One of the pioneers in this area is Professor Felice Jacka, director of the Food and Mood Centre at Deakin University in Australia. Her ground-breaking SMILES study, published in 2017, compared dietary changes with social support (involving regular meetings with therapists) in patients with depression.
After three months, 38 per cent of those on a healthy diet no longer experienced depression, compared to 8 per cent in the social support group.
The diet group followed a plan similar to the Mediterranean diet — with 5-8 servings of wholegrains; six servings of veg, three of fruit; 3tbsp olive oil a day; 3-4 servings of legumes (such as beans); one serving of raw and unsalted nuts; and at least two portions of fish per week. It also involved reducing intake of ‘extras’, such as sweets, refined cereals and processed meats.
‘We could not believe what a huge impact these dietary changes had,’ Professor Jacka told Good Health.
In 2019, the Professor published a review of 16 studies, involving more than 45,000 people, which concluded that dietary interventions (e.g. switching processed foods for wholefoods) offer ‘profound benefit’ in reducing depressive symptoms.
Research increasingly suggests diet can also play an important role in tackling mental health disorders such as depression, and may be even more effective than medication or psychotherapy
What’s more, the diet interventions seem to work in as little as three weeks, while medication can take up to eight weeks to work, if at all.
So how can food have such a major impact? A key mechanism, it seems, involves our microbiota — the micro-organisms that live in our gut.
It appears that the microbiota struggle to function on a junk diet, but fed a high-fibre diet rich in plants, they make compounds that support the immune system, calm the stress response, and affect the action of brain chemicals that control mood.
Professor Jacka says the microbiota break down plant fibres and compounds and, in so doing, release thousands of beneficial molecules. For instance, a protein called tryptophan is essential for the creation of the ‘happy hormone’ serotonin – but tryptophan cannot be extracted from food without the microbiota.
Other researchers have focused on specific foods (e.g. oily fish) or tried to identify specific populations of microbiota with the aim of bolstering them with supplements.
Professor Ted Dinan, a psychiatrist at the University of Cork in Ireland, coined the term ‘psychobiotics’ ten years ago to describe a bacterium that, when ingested, has a positive effect on mental health.
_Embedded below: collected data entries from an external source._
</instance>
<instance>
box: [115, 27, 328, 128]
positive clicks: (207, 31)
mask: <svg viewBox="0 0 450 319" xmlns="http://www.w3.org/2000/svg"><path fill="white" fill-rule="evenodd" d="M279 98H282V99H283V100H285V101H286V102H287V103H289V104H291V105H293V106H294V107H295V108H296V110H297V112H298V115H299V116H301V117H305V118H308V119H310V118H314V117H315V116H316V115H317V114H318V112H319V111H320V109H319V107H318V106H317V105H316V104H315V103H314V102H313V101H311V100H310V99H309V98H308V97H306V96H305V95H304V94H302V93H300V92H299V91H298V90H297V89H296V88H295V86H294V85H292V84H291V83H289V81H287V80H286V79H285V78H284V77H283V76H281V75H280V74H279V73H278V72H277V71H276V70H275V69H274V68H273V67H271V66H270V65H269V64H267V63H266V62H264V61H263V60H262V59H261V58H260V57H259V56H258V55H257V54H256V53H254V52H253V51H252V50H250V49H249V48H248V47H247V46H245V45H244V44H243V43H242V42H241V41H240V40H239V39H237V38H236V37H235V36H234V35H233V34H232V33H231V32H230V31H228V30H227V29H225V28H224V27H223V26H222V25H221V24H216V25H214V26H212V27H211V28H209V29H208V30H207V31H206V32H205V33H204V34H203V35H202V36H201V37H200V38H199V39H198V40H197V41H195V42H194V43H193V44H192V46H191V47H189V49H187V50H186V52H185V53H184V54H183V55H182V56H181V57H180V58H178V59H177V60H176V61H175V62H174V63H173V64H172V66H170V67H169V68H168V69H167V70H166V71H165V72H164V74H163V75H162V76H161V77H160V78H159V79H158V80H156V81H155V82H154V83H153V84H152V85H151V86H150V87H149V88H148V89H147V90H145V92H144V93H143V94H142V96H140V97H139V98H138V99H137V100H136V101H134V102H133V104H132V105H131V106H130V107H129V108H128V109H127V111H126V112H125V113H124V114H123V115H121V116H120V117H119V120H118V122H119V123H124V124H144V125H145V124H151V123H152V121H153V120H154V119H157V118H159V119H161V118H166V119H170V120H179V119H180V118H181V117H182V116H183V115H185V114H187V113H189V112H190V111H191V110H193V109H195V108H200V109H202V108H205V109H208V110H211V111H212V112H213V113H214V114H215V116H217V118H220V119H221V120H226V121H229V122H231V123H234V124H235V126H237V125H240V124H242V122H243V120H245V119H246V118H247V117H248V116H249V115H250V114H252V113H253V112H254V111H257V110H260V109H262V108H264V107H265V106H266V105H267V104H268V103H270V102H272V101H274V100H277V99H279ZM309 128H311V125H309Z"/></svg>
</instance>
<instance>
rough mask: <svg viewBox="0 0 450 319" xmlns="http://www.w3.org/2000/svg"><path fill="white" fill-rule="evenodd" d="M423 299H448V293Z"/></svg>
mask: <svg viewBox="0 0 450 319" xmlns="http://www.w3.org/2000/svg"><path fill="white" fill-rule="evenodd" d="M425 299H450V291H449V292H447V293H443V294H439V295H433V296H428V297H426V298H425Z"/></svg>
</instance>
He says good nutrition is ‘essential in the management of psychiatric disorders. Medication and social intervention have a place, but all patients with depression have a better outcome if they are given advice about nutrition’.
His research is focused on the potential use of a probiotic as an antidepressant. ‘Most probiotics are not psychobiotics, but we have seen that one particular probiotic strain, Bifidobacterium longum, is,’ he says.
A new study, published in Nature Translational Psychiatry, found that taking a multi-strain probiotic for a month reduced symptoms in people with ‘depressive episodes’ more effectively than a placebo.
However, Professor Dinan warns against relying on readily available probiotic supplements, saying the market is ‘unregulated and most probiotics do nothing to improve mood’.
Professor Jacka is now running large trials to provide dietary guidance for clinical practice. ‘For now, we don’t advocate that diet replace medication or psychological therapy, but suggest that it be a focus alongside other treatments,’ she says.
Professors Jacka and Dinan agree on the mental health benefits of a traditional, pre-industrial diet rich in a variety of plant foods, fish, unrefined grains and fermented foods, with only a little meat and little or no alcohol.